Ex-governadores Garotinho e Rosinha são presos no Rio

Correio do Pantanal

3 set 2019 às 06:45 hs
Ex-governadores Garotinho e Rosinha são presos no Rio

O casal e outras três pessoas são suspeitos de participação em um esquema de superfaturamento em contratos celebrados entre a Prefeitura de Campos e a construtora Odebrecht.

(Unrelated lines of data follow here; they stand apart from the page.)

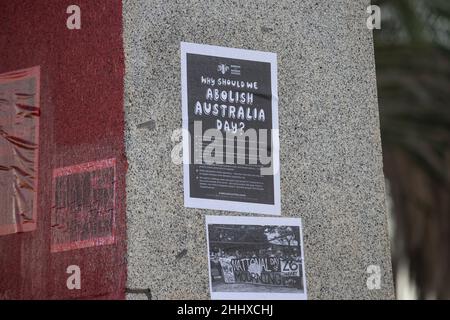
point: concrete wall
(331, 162)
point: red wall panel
(81, 123)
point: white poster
(255, 258)
(230, 129)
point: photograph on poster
(255, 258)
(230, 129)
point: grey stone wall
(331, 161)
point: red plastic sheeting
(19, 136)
(80, 204)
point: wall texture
(81, 121)
(331, 162)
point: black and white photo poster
(230, 129)
(254, 258)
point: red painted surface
(81, 121)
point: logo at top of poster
(225, 68)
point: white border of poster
(233, 53)
(263, 222)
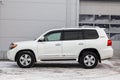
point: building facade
(105, 14)
(27, 19)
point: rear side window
(72, 35)
(90, 34)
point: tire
(89, 60)
(25, 59)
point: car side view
(88, 46)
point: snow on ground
(108, 70)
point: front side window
(53, 36)
(72, 35)
(90, 34)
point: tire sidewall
(83, 56)
(28, 53)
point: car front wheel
(89, 60)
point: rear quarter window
(90, 34)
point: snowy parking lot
(108, 70)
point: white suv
(88, 46)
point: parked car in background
(88, 46)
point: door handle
(58, 44)
(81, 44)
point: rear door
(72, 43)
(51, 47)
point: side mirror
(41, 39)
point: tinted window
(72, 35)
(90, 34)
(53, 36)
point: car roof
(76, 28)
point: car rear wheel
(89, 60)
(25, 59)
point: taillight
(109, 43)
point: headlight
(12, 46)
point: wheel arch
(25, 50)
(92, 50)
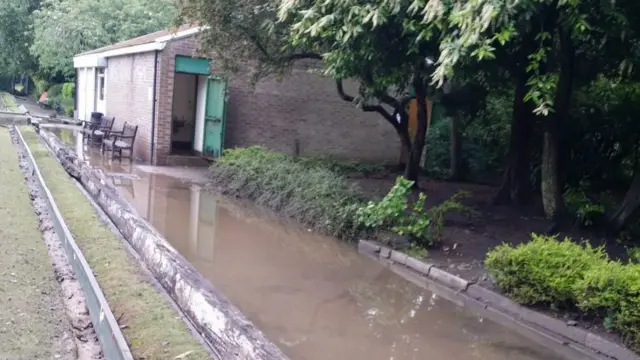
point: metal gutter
(114, 345)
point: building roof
(144, 39)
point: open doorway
(183, 114)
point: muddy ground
(34, 308)
(467, 239)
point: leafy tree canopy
(64, 28)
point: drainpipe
(75, 96)
(153, 108)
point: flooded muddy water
(315, 297)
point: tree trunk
(620, 217)
(413, 166)
(405, 143)
(516, 185)
(551, 178)
(457, 168)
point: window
(101, 84)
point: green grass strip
(32, 316)
(153, 329)
(9, 101)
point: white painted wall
(101, 105)
(184, 106)
(86, 92)
(90, 93)
(81, 93)
(200, 111)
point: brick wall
(185, 46)
(128, 84)
(302, 112)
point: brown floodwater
(314, 297)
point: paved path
(33, 320)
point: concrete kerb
(546, 325)
(228, 332)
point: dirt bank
(87, 344)
(152, 328)
(33, 319)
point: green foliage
(347, 168)
(68, 90)
(543, 270)
(41, 85)
(563, 273)
(15, 36)
(584, 209)
(451, 205)
(69, 110)
(315, 196)
(54, 91)
(417, 251)
(612, 289)
(64, 28)
(396, 213)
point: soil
(86, 341)
(467, 239)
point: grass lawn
(33, 319)
(9, 101)
(153, 329)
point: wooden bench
(96, 132)
(118, 142)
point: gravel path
(33, 319)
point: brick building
(184, 111)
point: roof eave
(99, 59)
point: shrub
(69, 110)
(54, 91)
(542, 271)
(612, 289)
(41, 86)
(585, 210)
(578, 276)
(315, 196)
(68, 90)
(393, 212)
(342, 167)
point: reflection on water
(314, 297)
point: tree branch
(367, 108)
(303, 56)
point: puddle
(316, 298)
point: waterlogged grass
(302, 189)
(153, 328)
(32, 316)
(9, 102)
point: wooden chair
(95, 133)
(119, 141)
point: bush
(585, 210)
(68, 90)
(41, 86)
(54, 91)
(315, 196)
(543, 270)
(564, 273)
(613, 291)
(485, 139)
(394, 213)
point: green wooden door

Por Henrique Coelho, G1 Rio

Garotinho deixa a Cidade da Polícia, para onde foi levado — Foto: Reprodução/TV Globo

Garotinho deixa a Cidade da Polícia, para onde foi levado — Foto: Reprodução/TV Globo

Uma operação do Ministério Público do RJ prendeu na manhã desta terça-feira os ex-governadores Anthony Garotinho e Rosinha Matheus.

O casal e outras três pessoas são suspeitos de participação em um esquema de superfaturamento em contratos celebrados entre a Prefeitura de Campos e a construtora Odebrecht.

Os mandados de prisão foram expedidos pela 2ª Vara Criminal da Comarca de Campos dos Goytacazes, no Norte Fluminense.

A ação, deflagrada pelo Ministério Público do Estado do Rio de Janeiro e a Coordenadoria de Segurança e Inteligência (CSI/MPRJ), visa a cumprir mandados de prisão e de busca e apreensão contra os ex-governadores e contra Sérgio dos Santos Barcelos, Ângelo Alvarenga Cardoso Gomes e Gabriela Trindade Quintanilha.

A ação foi batizada de Secretum Domus, e os mandados são cumpridos no Rio de Janeiro e em Campos dos Goytacazes.

A denúncia foi formulada a partir de investigações sobre superfaturamento em contratos celebrados entre a Prefeitura de Campos e a construtora Odebrecht, para a construção de casas populares dos programas “Morar Feliz I” e “Morar Feliz II” durante os dois mandatos de Rosinha como prefeita entre os anos de 2009 e 2016.

O esquema veio à tona após declarações prestadas ao Ministério Público Federal por dois executivos da Odebrecht .

Em acordo de colaboração dentro da Operação Lava Jato, os denunciados Leandro Andrade Azevedo e Benedicto Barbosa da Silva Junior, deram detalhes do esquema entre o município de Campos e a Odebrecht.

Somadas, as licitações ultrapassaram o valor de R$ 1 bilhão custeados pelos cofres públicos municipais. Segundo o MP, as contratações foram superfaturadas e permeadas pelo pagamento frequente de quantias ilícitas, em espécie, em favor dos ex-governadores.